The extra loneliness of miscarriage during COVID-19, as protocols kept my support partner from the clinic

The extra loneliness of miscarriage during COVID-19, as protocols kept my support partner from the clinic

"My partner was not allowed to be with me to receive the update on our baby, despite the fact we'd both been tested and live together."

I conceived just before lockdown started, and discovered I was pregnant a few weeks into working from home.

I thought this must be a godsend in case I experience morning sickness, I’ll be in the comfort of my own space. But I thankfully had very few symptoms of early pregnancy.

Life went on as normal. I continued my new routine of running before work in an effort to stay active and counterbalance my new found interest in baking, and maintained the working from home period with enthusiasm. Shared care with my doctor and the hospital midwives was to be done via video chat in between working hours, it was all very convenient!

A few months in, the day began like any other. I was making tea and getting ready for a busy day of work. But I started to bleed and immediately panicked.

I rushed to the nearest hospital, where I spent the next few hours in the ER, having had a few blood tests that came back as “still pregnant” though showing signs of a threatened miscarriage.

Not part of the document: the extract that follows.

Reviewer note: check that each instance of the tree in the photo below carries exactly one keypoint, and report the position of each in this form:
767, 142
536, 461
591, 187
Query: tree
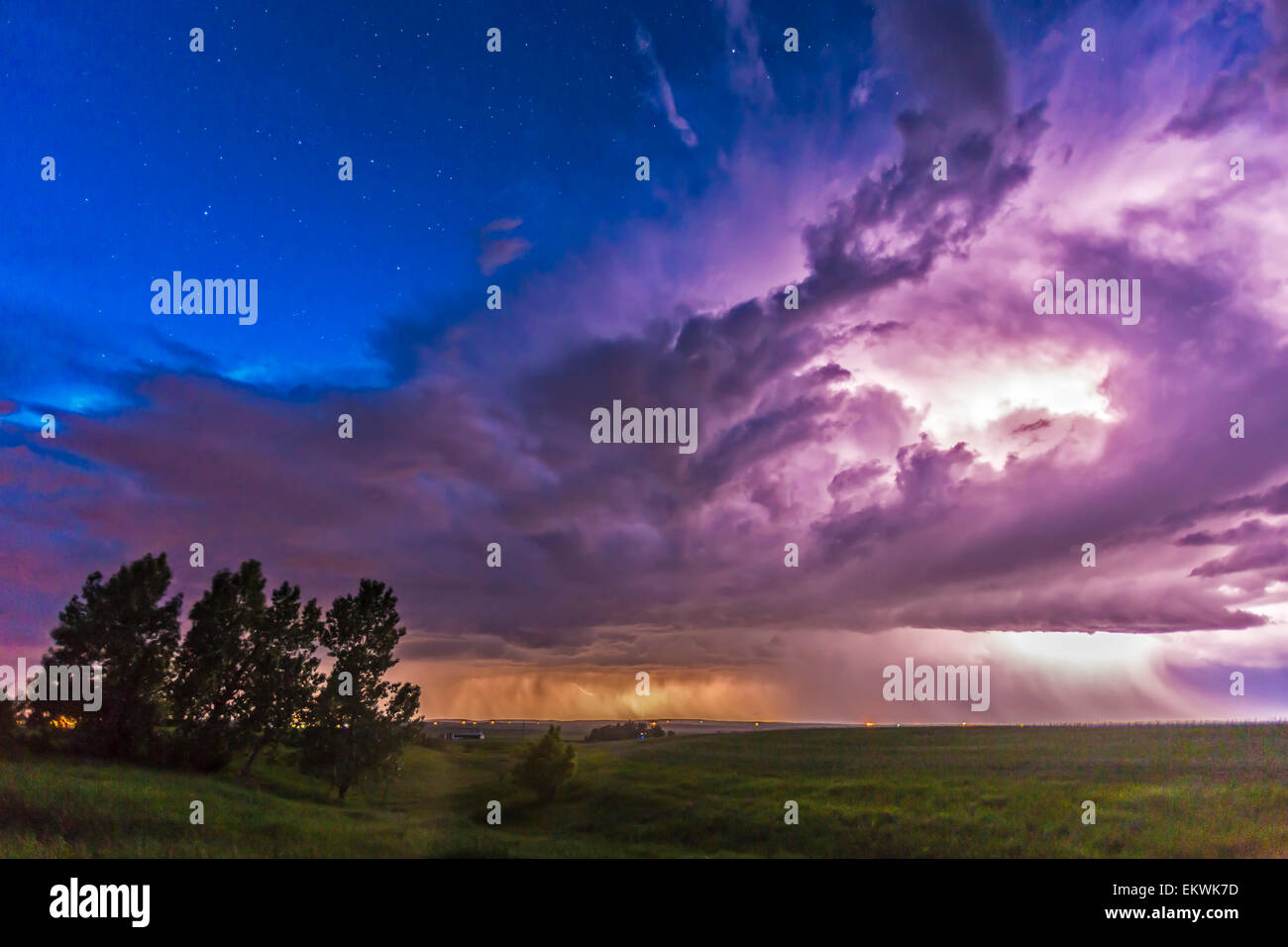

I was told I’d have to wait untill the next day to get into another hospital’s Early Pregnancy Assessment Service clinic. 

This next hospital obviously had COVID-19 preventions, including temperature tests at the door. But then when we arrived at the EPAS, we discovered their COVID-19 rules were that no support partners were allowed into the clinic. As a patient, you’re on your own.

My partner was not allowed to be with me to receive the update on our baby, despite the fact we’d both been tested and live together.

So then alone, in a darkened room, I saw the foetus on the big screen, no longer pumping his little heart away like we had seen a few weeks earlier. The space was now silent and dark. 

I was then sent back to the waiting room in the EPAS clinic to sit on my own for an hour and a half, after being told my baby had died.

I was to see yet another person but, in the midst of my overwhelming grief and confusion, I had no idea who. It just reiterated to me the loneliness and emptiness of my situation. I had already felt very alone in my miscarriage, but this enforced it. 

The worst part was that while waiting I kept seeing other couples in the same waiting room together, but I wasn’t allowed to be with my partner? It made no sense. I asked my partner to come back to the waiting room to at least sit with me while I waited, and as he entered the receptionist caused a big fuss, saying he wasn’t allowed to be there due to the protocol. I burst into tears. Turns out those other couples were there for fertility testing in the same clinic, but that wasn’t explained to me. Because I was crying, we were temporarily ushered into an office together while I waited to see the doctor.

We left soon after seeing the doctor and I put the experience down to the bad luck of having a miscarriage during COVID19. However, after sharing my story with someone else, they prompted me to give feedback to the hospital. I decided to write an email expressing my disappointment at the lack of compassion I felt from their staff, having to receive the confirmation of my miscarriage alone. My key concern, I wrote, was for anyone else to have to go through what I did. 

It made a difference.

I was promptly contacted by two senior staff members from the hospital expressing their remorse at the situation. They told me that after an investigation, I hadn’t been the only one who had gone through this. Why hadn’t any of the staff said or changed anything?

The small act of writing an email resulted in a major hospital changing their COVID-19 protocols for their EPAS clinic, I even received a letter from the general manager to confirm it. They told me women are now welcome to have their support partners with them for appointments during the pandemic and made sure I had my partner with me during my subsequent visit.